Tsunade, a mulher no ápice do ninjutsu médico.
— O jinchuriki tem essa capacidade? — perguntou Koharu.
Ninguém respondeu.
Jiraiya franziu o cenho, pensativo.
Se fosse antes...
Ele teria negado sem hesitar.
O treinamento em ninjutsu médico não se alcança da noite para o dia.
Exige prática incansável.
Mas...
Com o dom de Naruto, e o poder da Raposa de Nove Caudas, ele já não podia dar uma resposta definitiva.
O silêncio pairou na sala.
Ninguém mais disse palavra.
Após pedir permissão a Jiraiya, Maito Gai partiu rumo ao hospital de Konoha, aflito com o estado de Rock Lee.
Ao chegar, encontrou Kakashi sozinho no quarto de Lee.
— E Naruto? — perguntou Gai, espiando, sem avistar a cabeleira loira.
Kakashi respondeu:
— Já foi embora.
— Como está Rock Lee? — Maito Gai fixou o olhar na cama, sobre seu discípulo.
O jovem de cabelo em formato de melancia dormia serenamente, emitindo um leve ressonar.
Gai ficou surpreso.
Já fazia muito tempo que Lee não conseguia dormir assim.
As lesões o obrigavam a dormir de lado.
Deitar de costas era impensável, pois sua coluna não suportava.
— Naruto afirmou que a cirurgia foi um sucesso — Kakashi aproximou-se da mesa, pegando uma bandeja cirúrgica. — Isso foi retirado do corpo de Lee.
Ali estavam fragmentos miúdos, manchas de sangue ainda visíveis.
Os menores não tinham metade do tamanho de um grão de gergelim; os maiores, do tamanho de uma unha.
Eram exatamente os fragmentos ósseos incrustados nos nervos, como diagnosticado pelos ninjas médicos de Konoha.

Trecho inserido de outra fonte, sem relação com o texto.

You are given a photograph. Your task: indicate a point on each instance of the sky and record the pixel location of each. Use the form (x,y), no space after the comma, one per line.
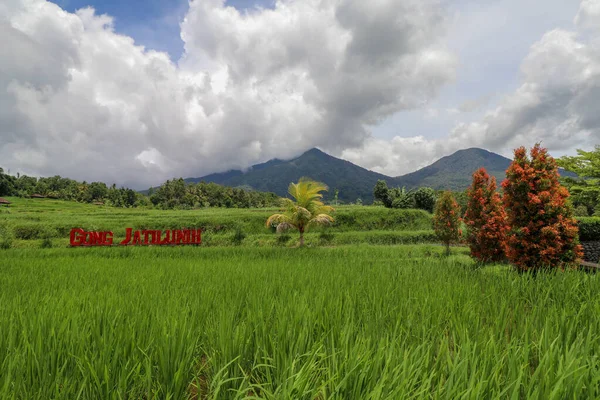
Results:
(135,92)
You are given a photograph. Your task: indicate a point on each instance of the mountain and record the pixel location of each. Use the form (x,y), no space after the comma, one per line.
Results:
(354,182)
(454,171)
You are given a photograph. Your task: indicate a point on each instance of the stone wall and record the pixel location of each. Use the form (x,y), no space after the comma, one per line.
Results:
(591,251)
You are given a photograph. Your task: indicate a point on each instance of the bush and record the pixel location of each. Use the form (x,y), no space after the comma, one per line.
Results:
(238,237)
(46,243)
(30,231)
(425,199)
(283,238)
(589,228)
(446,220)
(581,211)
(404,201)
(326,237)
(6,237)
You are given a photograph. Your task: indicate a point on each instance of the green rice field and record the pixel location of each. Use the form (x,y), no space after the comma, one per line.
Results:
(370,309)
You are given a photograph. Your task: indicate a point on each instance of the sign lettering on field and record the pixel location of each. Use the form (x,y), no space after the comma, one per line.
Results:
(146,237)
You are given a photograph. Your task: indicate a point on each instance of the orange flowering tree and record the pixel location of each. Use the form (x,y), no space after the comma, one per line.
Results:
(485,219)
(543,233)
(446,220)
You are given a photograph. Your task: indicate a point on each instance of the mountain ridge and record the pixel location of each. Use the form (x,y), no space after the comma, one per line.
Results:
(352,181)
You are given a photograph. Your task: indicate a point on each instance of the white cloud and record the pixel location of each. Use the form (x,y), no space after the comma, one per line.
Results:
(588,16)
(80,100)
(556,103)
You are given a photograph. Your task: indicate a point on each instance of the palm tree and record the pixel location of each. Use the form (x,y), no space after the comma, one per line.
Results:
(308,209)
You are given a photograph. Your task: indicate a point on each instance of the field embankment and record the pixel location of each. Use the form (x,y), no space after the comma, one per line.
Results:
(349,322)
(33,220)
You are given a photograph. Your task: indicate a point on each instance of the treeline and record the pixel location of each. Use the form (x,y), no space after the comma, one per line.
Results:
(57,187)
(177,194)
(423,198)
(173,194)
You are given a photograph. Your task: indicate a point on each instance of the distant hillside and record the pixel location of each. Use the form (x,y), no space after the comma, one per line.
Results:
(451,172)
(454,171)
(352,181)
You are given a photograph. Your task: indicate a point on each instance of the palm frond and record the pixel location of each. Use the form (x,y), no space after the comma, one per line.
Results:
(276,219)
(321,219)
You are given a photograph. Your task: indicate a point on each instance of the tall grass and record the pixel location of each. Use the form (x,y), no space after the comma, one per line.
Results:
(363,322)
(34,219)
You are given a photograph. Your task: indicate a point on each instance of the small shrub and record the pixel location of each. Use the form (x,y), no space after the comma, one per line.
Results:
(283,238)
(6,237)
(446,220)
(326,237)
(46,243)
(404,201)
(30,231)
(425,199)
(238,237)
(589,228)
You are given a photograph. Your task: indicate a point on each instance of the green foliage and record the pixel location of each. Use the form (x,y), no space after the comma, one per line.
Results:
(217,323)
(404,199)
(485,219)
(543,233)
(307,210)
(238,237)
(589,228)
(381,193)
(177,194)
(585,188)
(6,236)
(581,211)
(446,220)
(283,238)
(425,199)
(31,231)
(326,237)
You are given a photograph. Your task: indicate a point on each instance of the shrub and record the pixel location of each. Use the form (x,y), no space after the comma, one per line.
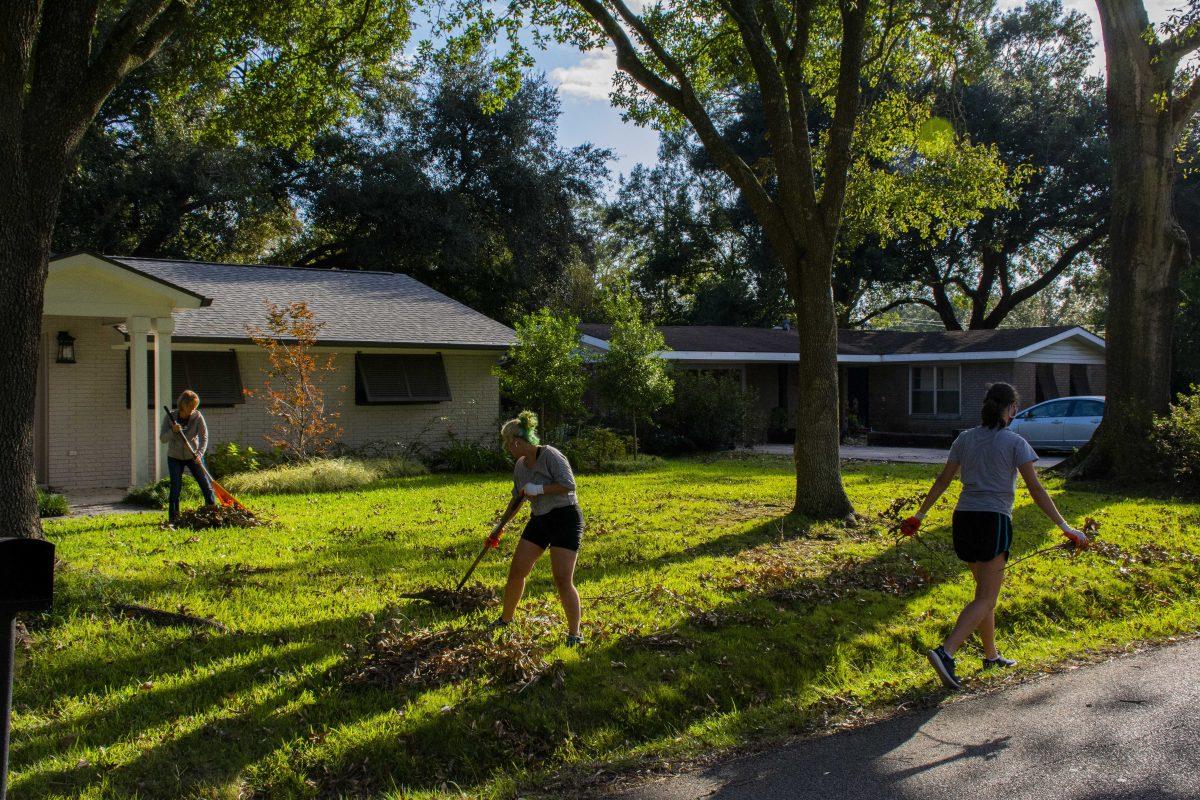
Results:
(51,505)
(461,456)
(592,449)
(1177,440)
(155,494)
(228,458)
(712,411)
(322,475)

— Eu queria chamar um médico para examinar — prosseguiu Kakashi — mas Lee estava exausto, adormeceu logo após a cirurgia.
— Contudo, antes de dormir, Naruto o fez levantar, testaram sua condição; agora ele anda sem muletas, com as costas eretas.
— Tudo indica que foi curado.
— Por isso, não quis perturbar seu descanso.
Maito Gai sentiu o corpo fraquejar, despencando na cadeira ao lado:
— Que alívio...
— Quando Lee acordar, vamos confirmar com exames.
Mesmo dizendo isso, não estava mais tão tenso.
Olhava para os fragmentos ensanguentados na bandeja, não conseguindo conter um sorriso bobo e incessante.
Com tais resíduos fora do corpo, o estado de Lee...
Já se podia considerar praticamente curado.
Se ainda desejava a avaliação de um ninja médico, era apenas para assegurar, transformar uma “alta probabilidade” em “certeza absoluta”.
— Naruto foi rápido demais, queria agradecê-lo como merece — Gai ergueu o olhar, fixando ternamente seu aluno.
Kakashi não respondeu, também encarava Lee.
Mas seus pensamentos estavam em Naruto, que acabara de partir.
Ele não parecia se importar nem um pouco com o fato de ter se separado de Konoha.
Quando queria visitar alguém querido, voltava; assim que terminava a visita, partia.
Para Naruto, Konoha era apenas “ar”.
Antes de Lee ser salvo, Kakashi sentia culpa em relação a Naruto, mas também pensava, em parte, que... ele havia abandonado seus companheiros.
Mas teria mesmo abandonado?
Se fosse o caso, não teria voltado para salvar Lee.
Kakashi lembrou-se das palavras que dissera a Naruto durante a primeira missão do Time Sete.
“Por que exigir de si mesmo a aceitação daqueles que não o aceitam?”
Então...
Para ele, companheiros são companheiros, a vila é a vila, não é?
Kakashi desviou um pouco o olhar para Gai.
O “grande melancia” ainda sorria feito bobo.
Pensou consigo mesmo...
Se ele fosse um ninja renegado, e desde que não houvesse conflito com Konoha, se estivesse em perigo, Gai certamente viria salvá-lo.
Kakashi suspirou.
Naruto realmente era livre.
Mas por que conseguia ser tão livre assim?